Nomination & its Importance
Who is a nominee?
A nominee is a person in whose name assets, securities and other investments are transferred for the purpose of transaction and distribution. However, the actual ownership of the asset lies with the owner, who is also the nominator. Nominees are appointed for property, insurance, mutual funds, stocks, bank deposit accounts and safe deposit accounts to name a few.
Why is a nominee appointed?
The purpose of appointing a nominee is to have someone who is trustworthy and responsible to handle the nominator’s assets after his death.
What is the role of a nominee?
According to most of us, ‘nomination’ means that the asset/property will be transferred to the nominee after the death of the nominator. However, nomination means a ‘right to receive’ the asset and ‘not to own it’. A nominee is responsible to manage the asset as per the nominator’s wishes after his death. But a nominee cannot sell the property unless he is a legal heir.

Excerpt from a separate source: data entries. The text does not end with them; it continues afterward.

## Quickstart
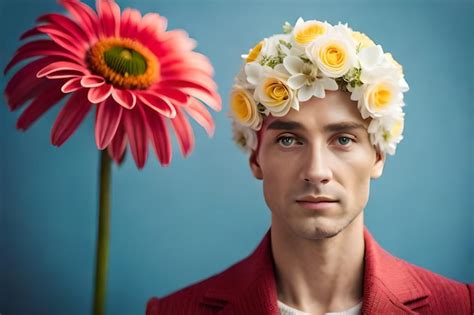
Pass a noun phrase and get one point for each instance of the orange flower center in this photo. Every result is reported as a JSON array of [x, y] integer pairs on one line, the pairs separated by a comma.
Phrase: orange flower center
[[124, 63]]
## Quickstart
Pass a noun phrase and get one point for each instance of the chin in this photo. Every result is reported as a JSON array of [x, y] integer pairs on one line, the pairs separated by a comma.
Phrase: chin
[[322, 229]]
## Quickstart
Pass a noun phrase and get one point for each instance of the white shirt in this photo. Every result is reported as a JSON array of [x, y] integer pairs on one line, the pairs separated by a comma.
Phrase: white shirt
[[288, 310]]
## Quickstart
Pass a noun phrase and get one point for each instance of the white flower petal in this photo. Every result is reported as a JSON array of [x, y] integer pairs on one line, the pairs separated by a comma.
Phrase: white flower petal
[[293, 64], [253, 71], [305, 93], [297, 81]]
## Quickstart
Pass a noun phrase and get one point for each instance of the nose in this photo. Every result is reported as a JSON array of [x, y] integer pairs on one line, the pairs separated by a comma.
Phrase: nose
[[316, 165]]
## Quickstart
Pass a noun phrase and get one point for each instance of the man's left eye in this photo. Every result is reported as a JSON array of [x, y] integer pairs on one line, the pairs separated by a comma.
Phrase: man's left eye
[[344, 140]]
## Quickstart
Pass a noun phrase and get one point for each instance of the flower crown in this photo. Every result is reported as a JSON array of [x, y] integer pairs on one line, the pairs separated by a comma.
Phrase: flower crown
[[305, 61]]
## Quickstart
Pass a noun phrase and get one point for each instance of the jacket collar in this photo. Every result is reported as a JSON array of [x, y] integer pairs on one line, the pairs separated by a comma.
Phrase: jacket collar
[[249, 286]]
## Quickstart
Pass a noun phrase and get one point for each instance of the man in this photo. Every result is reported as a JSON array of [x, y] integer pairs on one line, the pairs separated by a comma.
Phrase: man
[[316, 154]]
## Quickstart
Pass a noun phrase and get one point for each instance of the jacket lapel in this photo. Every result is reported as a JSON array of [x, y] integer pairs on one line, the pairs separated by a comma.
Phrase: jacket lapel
[[249, 287], [389, 286]]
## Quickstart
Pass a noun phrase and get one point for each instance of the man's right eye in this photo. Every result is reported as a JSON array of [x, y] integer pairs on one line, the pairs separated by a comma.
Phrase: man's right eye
[[286, 141]]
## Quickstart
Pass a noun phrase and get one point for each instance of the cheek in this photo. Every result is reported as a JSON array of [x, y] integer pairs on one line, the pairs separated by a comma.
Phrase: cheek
[[358, 184]]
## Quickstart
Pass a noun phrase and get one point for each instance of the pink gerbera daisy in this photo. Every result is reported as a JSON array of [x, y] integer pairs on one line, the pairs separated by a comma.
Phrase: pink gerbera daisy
[[137, 74]]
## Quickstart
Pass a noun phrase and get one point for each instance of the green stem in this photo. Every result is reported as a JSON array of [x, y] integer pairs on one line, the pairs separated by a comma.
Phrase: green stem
[[103, 235]]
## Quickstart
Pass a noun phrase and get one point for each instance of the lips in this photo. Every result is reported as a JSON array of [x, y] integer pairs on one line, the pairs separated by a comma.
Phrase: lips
[[316, 199], [316, 202]]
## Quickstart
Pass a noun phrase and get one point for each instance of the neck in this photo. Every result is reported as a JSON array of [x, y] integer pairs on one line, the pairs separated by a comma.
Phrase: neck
[[323, 275]]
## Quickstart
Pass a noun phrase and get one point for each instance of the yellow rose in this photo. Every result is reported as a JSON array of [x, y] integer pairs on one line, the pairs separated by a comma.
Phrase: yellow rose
[[275, 91], [308, 31], [276, 96], [244, 108], [252, 56], [333, 59], [380, 97], [362, 39]]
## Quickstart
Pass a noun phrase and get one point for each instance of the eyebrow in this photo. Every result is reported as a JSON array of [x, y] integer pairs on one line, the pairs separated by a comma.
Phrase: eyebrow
[[335, 127]]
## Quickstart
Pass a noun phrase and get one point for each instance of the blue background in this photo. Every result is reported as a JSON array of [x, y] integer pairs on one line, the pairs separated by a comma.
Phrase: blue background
[[173, 226]]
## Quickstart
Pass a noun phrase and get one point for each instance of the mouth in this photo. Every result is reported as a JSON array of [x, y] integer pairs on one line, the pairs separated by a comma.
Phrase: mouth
[[316, 203]]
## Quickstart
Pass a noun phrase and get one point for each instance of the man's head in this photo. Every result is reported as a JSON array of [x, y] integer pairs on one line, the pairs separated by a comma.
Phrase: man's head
[[318, 108], [322, 150]]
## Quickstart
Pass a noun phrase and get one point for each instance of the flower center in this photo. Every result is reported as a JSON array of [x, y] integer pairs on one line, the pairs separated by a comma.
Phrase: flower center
[[124, 63]]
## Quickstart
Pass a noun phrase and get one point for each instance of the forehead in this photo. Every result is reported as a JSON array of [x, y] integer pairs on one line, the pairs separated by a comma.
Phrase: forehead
[[333, 113]]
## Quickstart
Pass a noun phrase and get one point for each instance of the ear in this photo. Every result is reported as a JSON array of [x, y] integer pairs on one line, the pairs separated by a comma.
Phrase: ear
[[377, 168], [255, 166]]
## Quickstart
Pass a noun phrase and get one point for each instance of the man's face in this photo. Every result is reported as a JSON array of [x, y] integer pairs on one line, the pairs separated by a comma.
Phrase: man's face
[[321, 151]]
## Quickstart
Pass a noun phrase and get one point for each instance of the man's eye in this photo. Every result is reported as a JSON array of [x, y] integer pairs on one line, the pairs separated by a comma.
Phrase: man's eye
[[286, 141], [343, 140]]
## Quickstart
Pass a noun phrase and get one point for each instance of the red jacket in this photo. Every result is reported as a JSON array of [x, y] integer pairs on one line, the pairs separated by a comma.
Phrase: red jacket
[[391, 286]]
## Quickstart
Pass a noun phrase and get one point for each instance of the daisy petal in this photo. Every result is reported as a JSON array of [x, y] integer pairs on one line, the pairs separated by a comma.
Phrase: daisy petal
[[41, 104], [129, 23], [72, 85], [159, 104], [90, 81], [184, 132], [51, 69], [136, 129], [108, 115], [125, 98], [159, 136], [24, 84], [31, 32], [70, 117], [40, 48], [177, 96], [118, 145], [99, 94]]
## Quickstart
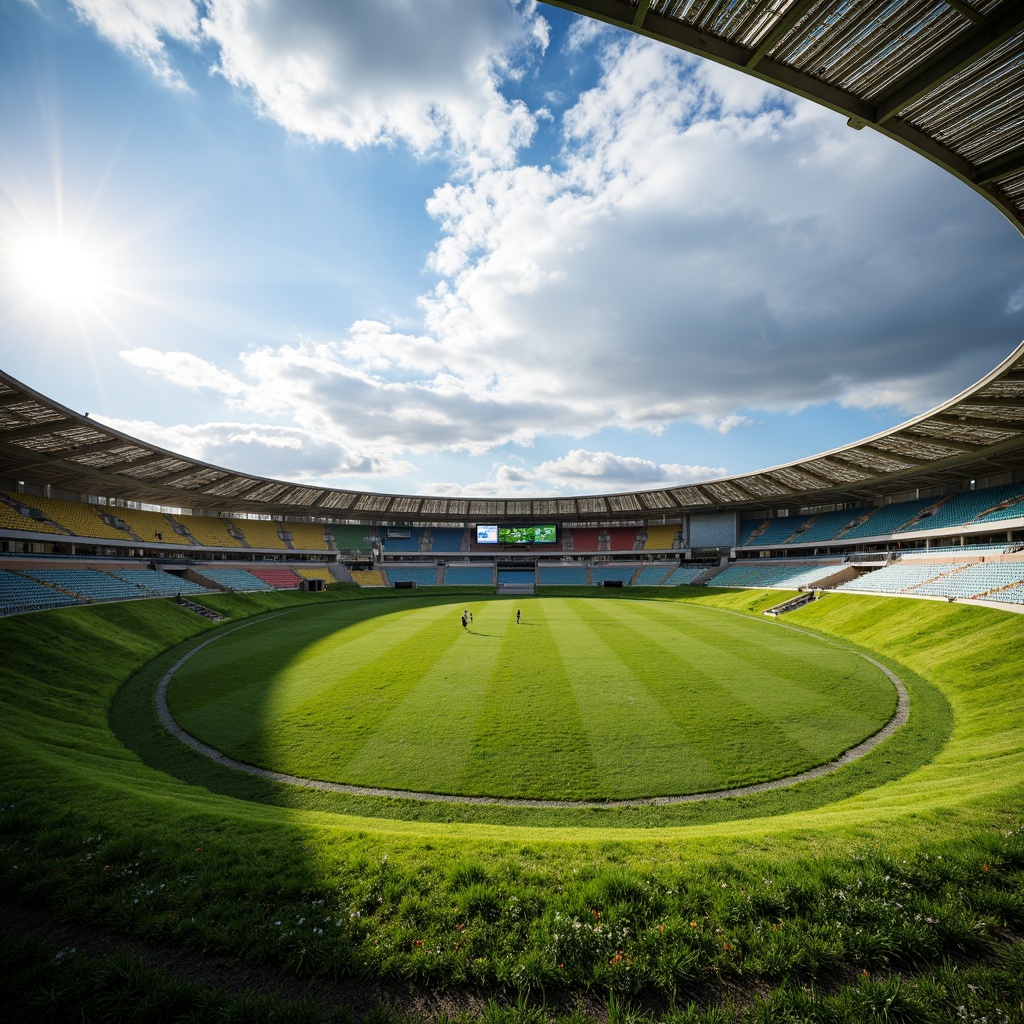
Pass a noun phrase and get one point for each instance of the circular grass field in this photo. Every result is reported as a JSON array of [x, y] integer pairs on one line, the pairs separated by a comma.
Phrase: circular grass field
[[585, 699]]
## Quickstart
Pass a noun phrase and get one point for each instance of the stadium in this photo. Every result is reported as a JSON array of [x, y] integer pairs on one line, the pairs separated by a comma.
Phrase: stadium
[[754, 751]]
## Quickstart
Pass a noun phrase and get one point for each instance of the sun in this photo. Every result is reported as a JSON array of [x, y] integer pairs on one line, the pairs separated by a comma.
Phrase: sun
[[59, 270]]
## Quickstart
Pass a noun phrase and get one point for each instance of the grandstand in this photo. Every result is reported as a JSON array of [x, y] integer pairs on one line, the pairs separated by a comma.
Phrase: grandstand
[[159, 584], [469, 576], [316, 573], [241, 580], [660, 538], [621, 573], [773, 576], [279, 579], [561, 576], [22, 593], [422, 576]]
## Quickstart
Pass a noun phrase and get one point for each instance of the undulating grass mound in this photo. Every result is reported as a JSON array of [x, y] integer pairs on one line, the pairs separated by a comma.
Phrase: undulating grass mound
[[894, 892], [582, 699]]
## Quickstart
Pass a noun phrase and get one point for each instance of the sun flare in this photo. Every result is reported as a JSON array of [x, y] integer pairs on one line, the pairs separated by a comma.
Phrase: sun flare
[[60, 270]]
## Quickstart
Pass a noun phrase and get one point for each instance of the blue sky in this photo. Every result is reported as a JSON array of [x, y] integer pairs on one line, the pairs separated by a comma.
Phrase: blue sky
[[532, 256]]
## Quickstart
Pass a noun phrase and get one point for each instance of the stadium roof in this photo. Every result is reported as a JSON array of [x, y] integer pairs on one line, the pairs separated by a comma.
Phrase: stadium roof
[[943, 77], [977, 434]]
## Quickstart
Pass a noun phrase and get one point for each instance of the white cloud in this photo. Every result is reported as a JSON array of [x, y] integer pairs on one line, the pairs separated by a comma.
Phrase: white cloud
[[140, 28], [264, 450], [426, 75], [702, 248], [579, 470], [601, 471]]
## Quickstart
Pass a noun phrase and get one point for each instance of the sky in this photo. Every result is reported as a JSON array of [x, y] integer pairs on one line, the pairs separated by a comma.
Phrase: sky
[[453, 248]]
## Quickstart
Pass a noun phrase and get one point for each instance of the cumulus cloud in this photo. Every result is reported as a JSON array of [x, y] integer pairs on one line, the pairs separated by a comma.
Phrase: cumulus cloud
[[605, 471], [264, 450], [355, 74], [581, 471], [142, 27], [702, 247]]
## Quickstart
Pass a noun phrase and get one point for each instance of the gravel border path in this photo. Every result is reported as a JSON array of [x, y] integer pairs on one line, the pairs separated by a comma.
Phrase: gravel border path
[[167, 720]]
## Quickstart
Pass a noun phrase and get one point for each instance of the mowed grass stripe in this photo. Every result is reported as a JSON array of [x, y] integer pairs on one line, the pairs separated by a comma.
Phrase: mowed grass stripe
[[588, 698], [638, 747], [800, 681], [425, 742], [530, 740], [313, 712], [768, 702], [738, 741]]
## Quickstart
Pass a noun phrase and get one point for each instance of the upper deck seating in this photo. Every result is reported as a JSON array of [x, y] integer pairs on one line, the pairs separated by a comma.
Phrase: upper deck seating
[[1012, 510], [469, 576], [278, 579], [624, 539], [352, 538], [306, 536], [961, 508], [211, 531], [82, 519], [17, 513], [660, 538], [446, 540], [422, 576], [777, 530], [973, 581], [898, 578], [235, 579], [18, 594], [823, 527], [601, 573], [561, 576], [263, 534], [150, 526], [887, 519]]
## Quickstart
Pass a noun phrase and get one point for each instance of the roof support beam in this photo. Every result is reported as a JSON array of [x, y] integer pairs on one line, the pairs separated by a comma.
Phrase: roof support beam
[[940, 442], [977, 421], [967, 10], [948, 61], [1001, 167], [997, 402]]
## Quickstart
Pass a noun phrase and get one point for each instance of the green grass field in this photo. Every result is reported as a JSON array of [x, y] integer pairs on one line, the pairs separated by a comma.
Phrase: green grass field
[[584, 699], [891, 890]]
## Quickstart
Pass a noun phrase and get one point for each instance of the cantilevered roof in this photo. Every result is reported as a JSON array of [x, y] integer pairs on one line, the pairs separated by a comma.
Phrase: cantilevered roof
[[977, 434], [942, 77]]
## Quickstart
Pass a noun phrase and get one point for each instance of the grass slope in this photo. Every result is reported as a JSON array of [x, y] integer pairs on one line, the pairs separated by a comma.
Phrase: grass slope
[[902, 900]]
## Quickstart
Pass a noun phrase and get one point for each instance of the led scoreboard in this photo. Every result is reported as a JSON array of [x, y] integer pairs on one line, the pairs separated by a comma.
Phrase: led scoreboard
[[492, 534]]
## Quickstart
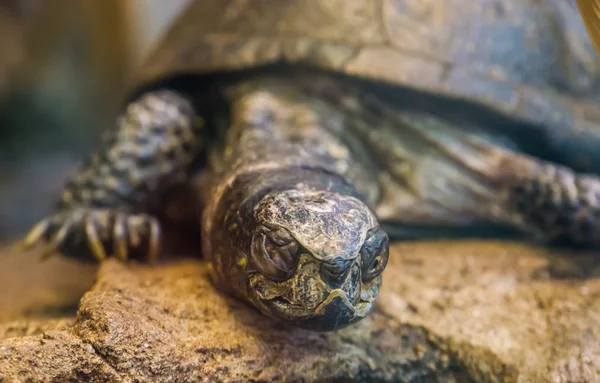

What is the benefit of nomination?
The appointment of a nominee leads to less complications at the time of claim and distribution of the asset in the event of the death of the owner. The legal heir can also be made the nominee in many cases to avoid tedious procedures.
How to appoint a nominee?
In case of most investments, the owner will be required to fill out a form during application with the particulars of the nominee and sign wherever required. Witnesses may also be required, depending on the specification.
Can a minor (below the age of 18) become a nominee?
In case of making a minor a nominee, the owner will also need to appoint another person, above the age of 18, who can legally receive the proceeds in the event of the death of the owner/holder.
Can there be multiple nominees?
One can appoint multiple nominees for receipt of the proceeds and, in some cases, can also specify the desired share to be given to each nominee.
Can a nominee be changed once appointed?
Yes. A nominee can be changed time and again. The owner would have to contact the company or bank with the request and follow the necessary procedures required by them.
What is a Will?
A Will is a legally-valid document that enables the owner of the property/assets to choose who gets his assets after his death. Thus, a Will becomes operative only after death.
Why is it necessary to make a Will?
It is necessary to make a Will because a Will establishes the intention of the person that after his death assets will only be given to those people who have loved and cared for the person making the Will.
What are the important terms about Wills?
- Testator is the person making a Will.
- Legatee is the person who inherits under the Will.
- Intestate is the person who dies without leaving a Will.
- Executor is the person who has been nominated in a Will to carry out the wishes of the testator’s Will after he dies.
- Beneficiary is person who receives his share under the Will.
- Codicil means when the testator has to make minor changes in the Will.
- Main elements of a Will: The name and identity of the testator, two witnesses and their addresses, the list of assets and their distribution.
How to make a Will?
A Will must have a complete list of the testator’s assets and liabilities and details of their distribution in simple and easy-to-understand language.
A Will should be signed by the testator (the person whose Will is being made) in the presence of at least two witnesses.
A testator must be of sound mind when making a Will. Also, the full names and addresses of the witnesses should be indicated in the Will. A witness should neither be a beneficiary nor an executor of the Will.
What if you want to make changes or make a new Will?
A Will can be changed any number of times but it is only the last Will that is taken into consideration.